Both of these folders contain a lot of .msgpack.lz4 files. Msgpack is similar to json, but -as the creators put it themselves- fast and small (MessagePack, sd). Lz4 is a fast, lossless compression algorithm (lz4, 2020). One would assume that these files are therefore lz4 compressed msgpack files, but when trying to decompress these files, lz4 outputs “Error 44 : Unrecognised header : file cannot be decoded”. When comparing the header of these lz4 files to the header of a typical lz4 file, it is entirely different. This could mean that they are either not lz4 files or that Nintendo uses a custom implementation of the lz4 format. Despite not being able to decompress the files, there is still much readable information available. The problem, however, is that the values are not readily readable without any decompression.

There are some readable strings but making sense out of this is complicated and unreliable. The UTC timestamp takes place during the experiment, however. We can conclude that something happened at this time, but what exactly is too vague. Until these files can be decompressed, it is too unreliable to conclude anything about the contents of these files.

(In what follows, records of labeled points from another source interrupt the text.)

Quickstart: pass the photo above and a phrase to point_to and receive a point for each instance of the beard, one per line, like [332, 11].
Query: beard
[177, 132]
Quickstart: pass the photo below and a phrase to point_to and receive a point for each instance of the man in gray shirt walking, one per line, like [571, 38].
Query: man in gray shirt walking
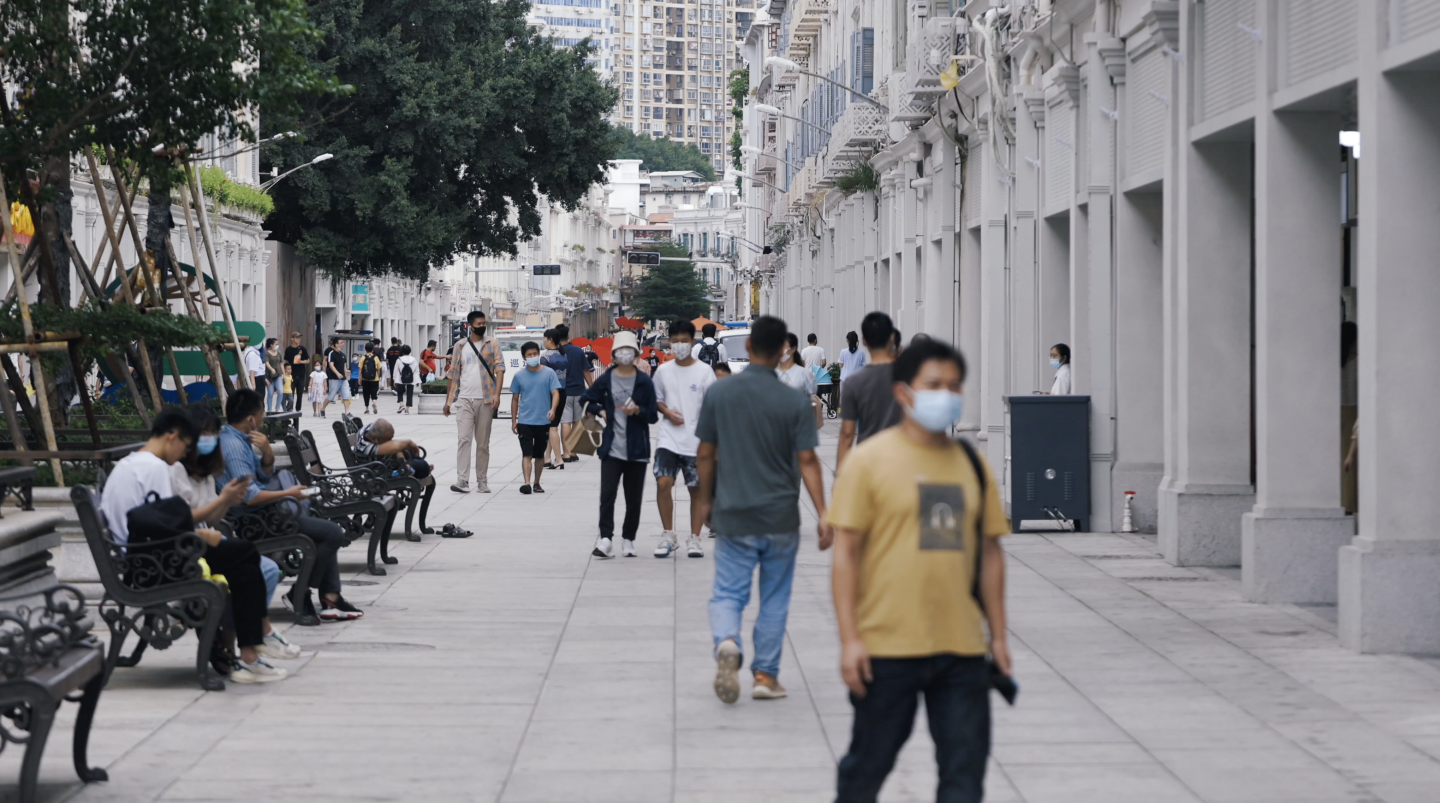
[756, 443]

The file current.msgpack is not compressed and exists in A1 and A2. It is the same file in both. This file contains the following information after the experiment:

Figure 8 The content in the file current.msgpack

The shutdown timestamp and date are accurate with the time the console was last shut down before imaging but offset by two hours. We can conclude that these timestamps are in UTC since the console time zone is set to CEST, which is two hours ahead of UTC.

80000000000000D1

Contains crash logs which are serialised using msgpack. This time they are not compressed so they can easily be converted to JSON and read. They contain a lot of useful information that presumably gets send to Nintendo Co., Ltd to debug their application. In this case, this is extremely interesting because it contains much information that cannot be obtained by simply looking at the user interface. Even when comparing the output of these files to the error history on the Switch, there is a lot more information available. Only the last ten crash dumps are shown on the Switch, but there are fifty crash log files both before and after the experiment.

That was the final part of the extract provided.